Wlcome to MT, mantis!


----------



## dubljay (Oct 3, 2005)

Welcome to MartialTalk mantis!  If you have any questions don't hesitate to ask.  Good to have you here.

 Happy posting.

 -Joshua


----------



## Lisa (Oct 3, 2005)

Welcome Mantis and Happy Posting.  Like dubljay said, have any questions don't hesitate to ask.  Happy Posting! :wavey:


----------



## mantis (Oct 3, 2005)

thanks to all for the warm welcoming
i havent felt this welcomed since the last fundraiser i attended  jk
thanks


----------



## Lisa (Oct 3, 2005)

mantis said:
			
		

> thanks to all for the warm welcoming
> i havent felt this welcomed since the last fundraiser i attended  jk
> thanks



LMAO

Well, now that you mentioned "fundraiser" there is always the supporting membership fee


----------



## arnisador (Oct 3, 2005)

Welcome!


----------



## OnlyAnEgg (Oct 3, 2005)

Lisa said:
			
		

> LMAO
> 
> Well, now that you mentioned "fundraiser" there is always the supporting membership fee


Best $12.00 I ever spent.


----------



## shesulsa (Oct 3, 2005)

Hey there - nice to meetcha.


----------



## arnisador (Oct 3, 2005)

OnlyAnEgg said:
			
		

> Best $12.00 I ever spent.


Yeah, I love the decoder ring!


----------



## mantis (Oct 3, 2005)

since you guys kindly offered to answer my questions I will ask one..
can we request a new area in this forum? 
for Krav Maga..
thanks


----------



## dubljay (Oct 3, 2005)

There happens to be a Krav Maga section now.

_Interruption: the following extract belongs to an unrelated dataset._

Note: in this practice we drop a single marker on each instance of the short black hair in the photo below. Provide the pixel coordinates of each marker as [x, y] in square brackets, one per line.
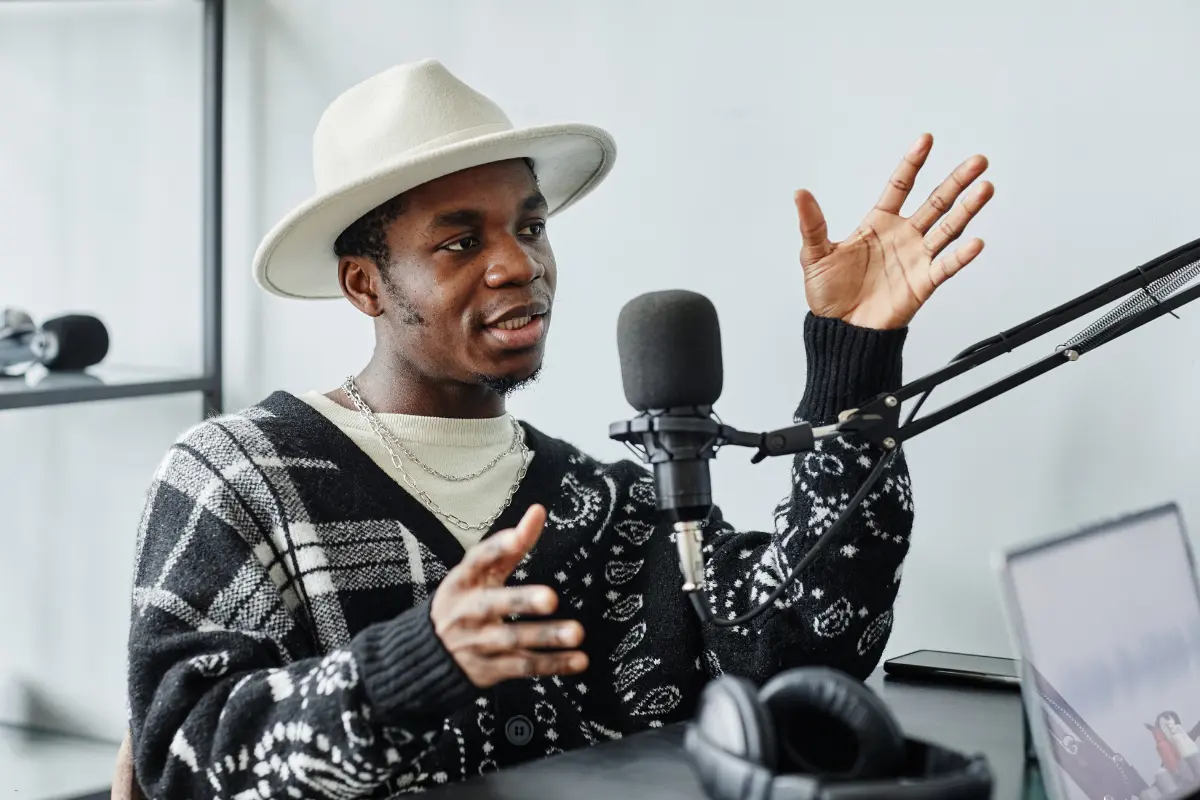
[367, 235]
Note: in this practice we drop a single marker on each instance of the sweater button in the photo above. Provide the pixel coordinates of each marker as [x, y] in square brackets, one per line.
[519, 729]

http://martialtalk.com/forum/forumdisplay.php?f=143


----------



## arnisador (Oct 3, 2005)

Cool!


----------



## Gin-Gin (Oct 3, 2005)

Howdy from Texas! :wavey: Welcome to MT, & I hope you enjoy the fora (including the new Krav Maga area).


----------



## mantis (Oct 3, 2005)

hello Texas
yah.. im typing stuff in there so it doesnt get closed!
after typing all this im going to request a new "carpal tunnel syndrome" forum as well!


----------



## Jelik (Oct 3, 2005)

Welcome from New Zealand


----------



## MJS (Oct 3, 2005)

Welcome to MT!! Enjoy your stay here!! :ultracool 

Mike


----------



## KenpoTess (Oct 5, 2005)

Good to have you here 

Enjoy~!

~Tess


----------